ソーシャル・インクルージョンというもので、「社会的包摂」と訳されます。
企業経営の文脈では、日本語訳せずにインクルージョンという言葉のままで、徐々にではあるが耳になじみはじめてきているようだ。ダイバーシティというよりもダイバーシティ&インクルージョンと呼ぶことが自然になり、推進組織を「ダイバーシティ&インクルージョン推進室」とする企業が次々に出現してきた。
インクルージョン・マネジメント
働き方改革を完成させるのはインクルージョン・マネジメントだ。
多様性とは、価値観のカオス状態を意味します。
価値観の混沌は、基本的に二者択一の場面で顕著に現れるものです。
「全体と個人」「活躍と停滞」「競争と協調」「管理と自律」「量の拡大と質の進化」が職場では代表的な対立でしょう。
そのたびごとに、マネージャーは2つの価値観の狭間に追い込まれることになります。
進む方向は、
どちらか一方ではなく、どちらにも価値を置く。
相反している価値観のバランスを取るということは、互いの価値観を争うのではなく相互で認め合い補完することを指す。
実はこの発想に著者は「老荘思想」との類似性を指摘します。
老荘思想は魏晋南北朝時代の老子と荘子の思想を合わせた学説だ。
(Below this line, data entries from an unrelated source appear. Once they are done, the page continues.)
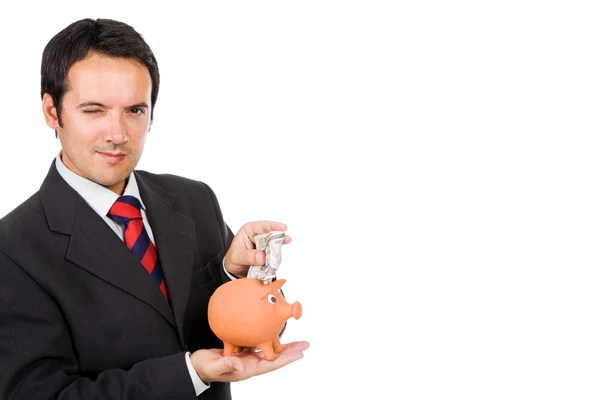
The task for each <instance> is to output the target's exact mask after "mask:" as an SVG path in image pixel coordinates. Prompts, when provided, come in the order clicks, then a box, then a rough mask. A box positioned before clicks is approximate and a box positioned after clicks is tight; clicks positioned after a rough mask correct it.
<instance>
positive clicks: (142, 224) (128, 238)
mask: <svg viewBox="0 0 600 400" xmlns="http://www.w3.org/2000/svg"><path fill="white" fill-rule="evenodd" d="M142 229H144V222H143V221H142V220H141V219H132V220H131V221H129V225H128V226H127V230H126V231H125V244H126V245H127V247H128V248H129V249H130V250H131V248H132V247H133V245H134V244H135V241H136V240H137V238H138V237H140V233H142Z"/></svg>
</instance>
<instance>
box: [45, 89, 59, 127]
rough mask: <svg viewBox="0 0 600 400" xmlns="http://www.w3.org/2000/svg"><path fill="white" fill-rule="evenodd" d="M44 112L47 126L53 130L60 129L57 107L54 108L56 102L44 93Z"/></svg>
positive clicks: (46, 93) (46, 124) (51, 98)
mask: <svg viewBox="0 0 600 400" xmlns="http://www.w3.org/2000/svg"><path fill="white" fill-rule="evenodd" d="M42 112H43V113H44V119H45V120H46V125H48V126H49V127H50V128H52V129H56V128H58V127H59V125H58V114H57V112H56V107H55V106H54V101H53V100H52V96H50V94H49V93H44V96H43V97H42Z"/></svg>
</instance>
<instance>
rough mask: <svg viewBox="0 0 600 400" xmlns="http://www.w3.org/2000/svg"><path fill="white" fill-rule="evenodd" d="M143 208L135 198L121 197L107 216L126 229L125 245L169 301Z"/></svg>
mask: <svg viewBox="0 0 600 400" xmlns="http://www.w3.org/2000/svg"><path fill="white" fill-rule="evenodd" d="M141 208H142V205H141V204H140V202H139V200H138V199H136V198H135V197H134V196H121V197H119V198H118V199H117V201H115V203H114V204H113V205H112V207H111V208H110V210H109V211H108V214H107V215H108V216H109V217H110V218H112V219H113V220H114V221H115V222H116V223H118V224H121V225H123V226H124V227H125V245H127V247H128V248H129V250H131V251H132V252H133V254H135V256H136V257H137V258H138V260H140V262H141V263H142V265H143V266H144V268H146V271H148V273H149V274H150V275H151V276H152V279H153V280H154V282H156V284H157V285H158V286H159V287H160V290H161V292H162V293H163V295H164V296H165V298H166V299H167V300H168V299H169V297H168V295H167V288H166V285H165V279H164V277H163V274H162V268H161V266H160V260H159V259H158V256H157V254H156V247H155V246H154V243H152V241H151V240H150V237H149V236H148V232H146V228H145V227H144V221H143V220H142V213H141V211H140V209H141Z"/></svg>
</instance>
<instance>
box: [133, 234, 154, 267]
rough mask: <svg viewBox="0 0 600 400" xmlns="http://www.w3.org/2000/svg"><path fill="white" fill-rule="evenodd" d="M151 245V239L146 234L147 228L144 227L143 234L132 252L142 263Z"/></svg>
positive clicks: (147, 235) (133, 247)
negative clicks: (132, 251)
mask: <svg viewBox="0 0 600 400" xmlns="http://www.w3.org/2000/svg"><path fill="white" fill-rule="evenodd" d="M149 245H150V238H149V237H148V232H146V227H144V226H143V227H142V232H141V233H140V236H138V238H137V240H136V241H135V243H134V244H133V247H132V248H131V251H133V254H135V256H136V257H137V258H138V259H139V260H140V261H141V259H142V258H144V254H146V250H148V246H149Z"/></svg>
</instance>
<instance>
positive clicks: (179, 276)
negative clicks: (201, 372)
mask: <svg viewBox="0 0 600 400" xmlns="http://www.w3.org/2000/svg"><path fill="white" fill-rule="evenodd" d="M135 176H136V180H137V183H138V187H139V190H140V195H141V196H142V200H143V201H144V204H145V205H146V214H147V216H148V222H149V223H150V226H151V227H152V233H153V235H154V240H155V242H156V243H155V244H156V250H157V252H158V256H159V258H160V262H161V266H162V269H163V274H164V277H165V283H166V285H167V293H168V294H169V302H170V303H171V308H172V309H173V315H174V316H175V322H176V324H177V328H178V331H179V338H180V340H181V342H182V344H183V341H184V340H183V322H184V317H185V311H186V308H187V302H188V297H189V292H190V289H191V283H192V280H191V278H192V273H193V265H194V243H195V241H196V235H195V228H194V222H193V221H192V220H191V219H190V218H188V217H186V216H184V215H182V214H180V213H178V212H177V211H175V210H174V209H173V206H174V203H175V198H174V196H173V195H172V194H170V193H168V192H166V191H165V190H164V189H163V188H162V187H161V186H159V185H157V184H155V183H153V182H152V181H150V180H149V179H148V178H146V177H144V176H141V175H140V174H139V173H136V175H135Z"/></svg>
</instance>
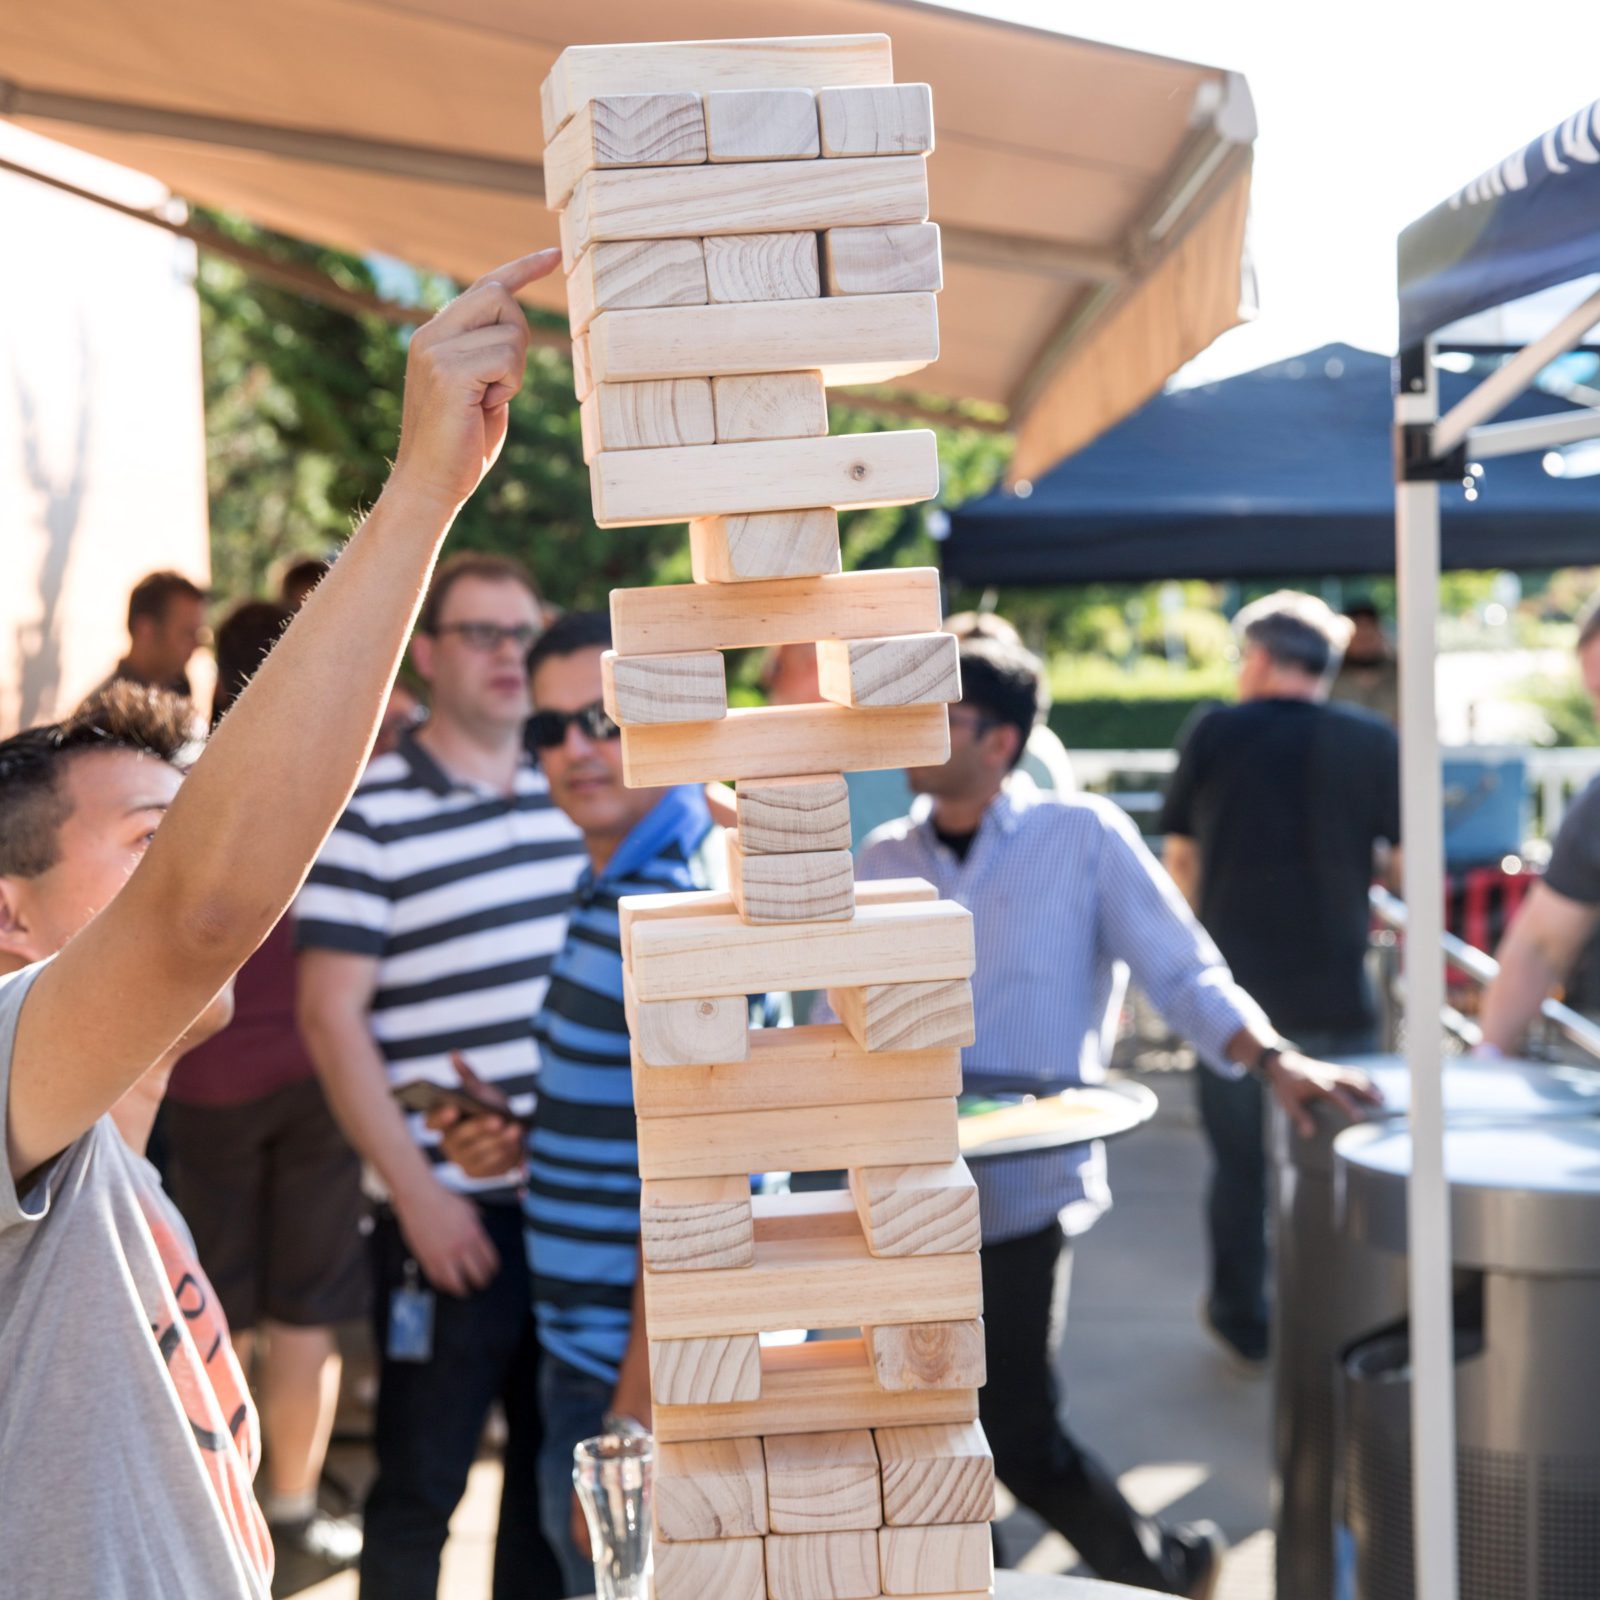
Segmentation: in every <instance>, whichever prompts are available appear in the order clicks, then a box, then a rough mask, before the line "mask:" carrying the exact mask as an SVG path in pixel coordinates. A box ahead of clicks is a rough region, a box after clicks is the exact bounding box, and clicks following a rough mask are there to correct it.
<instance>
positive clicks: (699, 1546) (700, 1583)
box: [651, 1539, 766, 1600]
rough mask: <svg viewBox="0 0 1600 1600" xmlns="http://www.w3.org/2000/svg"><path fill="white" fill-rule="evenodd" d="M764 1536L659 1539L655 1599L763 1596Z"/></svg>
mask: <svg viewBox="0 0 1600 1600" xmlns="http://www.w3.org/2000/svg"><path fill="white" fill-rule="evenodd" d="M763 1546H765V1541H763V1539H704V1541H699V1539H696V1541H685V1542H677V1544H674V1542H662V1544H661V1547H659V1549H658V1550H656V1576H654V1589H653V1590H651V1594H653V1597H654V1600H709V1597H710V1595H715V1597H717V1600H766V1552H765V1549H763Z"/></svg>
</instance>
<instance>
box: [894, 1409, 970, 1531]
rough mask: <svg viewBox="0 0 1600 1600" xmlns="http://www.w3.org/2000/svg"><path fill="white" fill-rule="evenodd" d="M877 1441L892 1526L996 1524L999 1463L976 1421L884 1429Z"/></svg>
mask: <svg viewBox="0 0 1600 1600" xmlns="http://www.w3.org/2000/svg"><path fill="white" fill-rule="evenodd" d="M874 1437H875V1440H877V1446H878V1461H880V1462H882V1464H883V1520H885V1522H886V1523H888V1525H890V1526H896V1528H899V1526H926V1525H930V1523H966V1522H990V1520H992V1518H994V1514H995V1461H994V1454H992V1453H990V1450H989V1440H987V1438H986V1437H984V1430H982V1426H981V1424H979V1422H978V1421H963V1422H944V1424H918V1426H914V1427H893V1426H891V1427H880V1429H877V1432H875V1435H874Z"/></svg>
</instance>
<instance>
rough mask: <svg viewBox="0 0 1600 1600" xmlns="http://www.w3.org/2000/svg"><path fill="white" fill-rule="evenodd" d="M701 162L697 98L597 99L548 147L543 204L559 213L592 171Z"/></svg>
mask: <svg viewBox="0 0 1600 1600" xmlns="http://www.w3.org/2000/svg"><path fill="white" fill-rule="evenodd" d="M806 98H808V99H810V98H811V96H806ZM814 120H816V112H814V110H813V122H814ZM704 160H706V117H704V114H702V112H701V102H699V96H698V94H683V93H656V94H600V96H597V98H595V99H592V101H587V102H586V104H584V106H582V107H579V110H578V112H576V114H574V117H573V120H571V122H570V123H568V125H566V126H565V128H563V130H562V131H560V133H558V134H557V136H555V138H554V139H552V141H550V142H549V146H546V150H544V203H546V205H547V206H549V208H550V210H552V211H560V210H562V206H565V205H566V200H568V197H570V195H571V192H573V189H574V187H576V186H578V179H579V178H582V174H584V173H587V171H590V170H592V168H595V166H682V165H686V163H696V162H704Z"/></svg>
南方中国の個人主義的傾向を反映した東洋の代表的思想でもある。
どちらも否定しきれない2つの価値観の調和を考えるこのような態度こそ、インクルージョンの考え方そのものです。
中国の老荘思想にインクルージョンの考え方は極めて近いことを指摘し、老荘思想は日本人の思考形成に大きな影響を与え、私たちにとてもなじみの深いものであると説明を続けます。
すなわち、
インクルージョンの考え方は日本人にとって、とても「自然」であるという結論を提示するのです。
他に荘子が説く「両行」という考え方がある。唯一・絶対的な価値を信じるのではなく様々な思想や価値観を認め、いずれの存在があることも当然とする考えだ。これも多様性を認めるということに他ならない。
個人を十全に活かす方向こそが、マネージャーの目指すべき方向なのでしょう。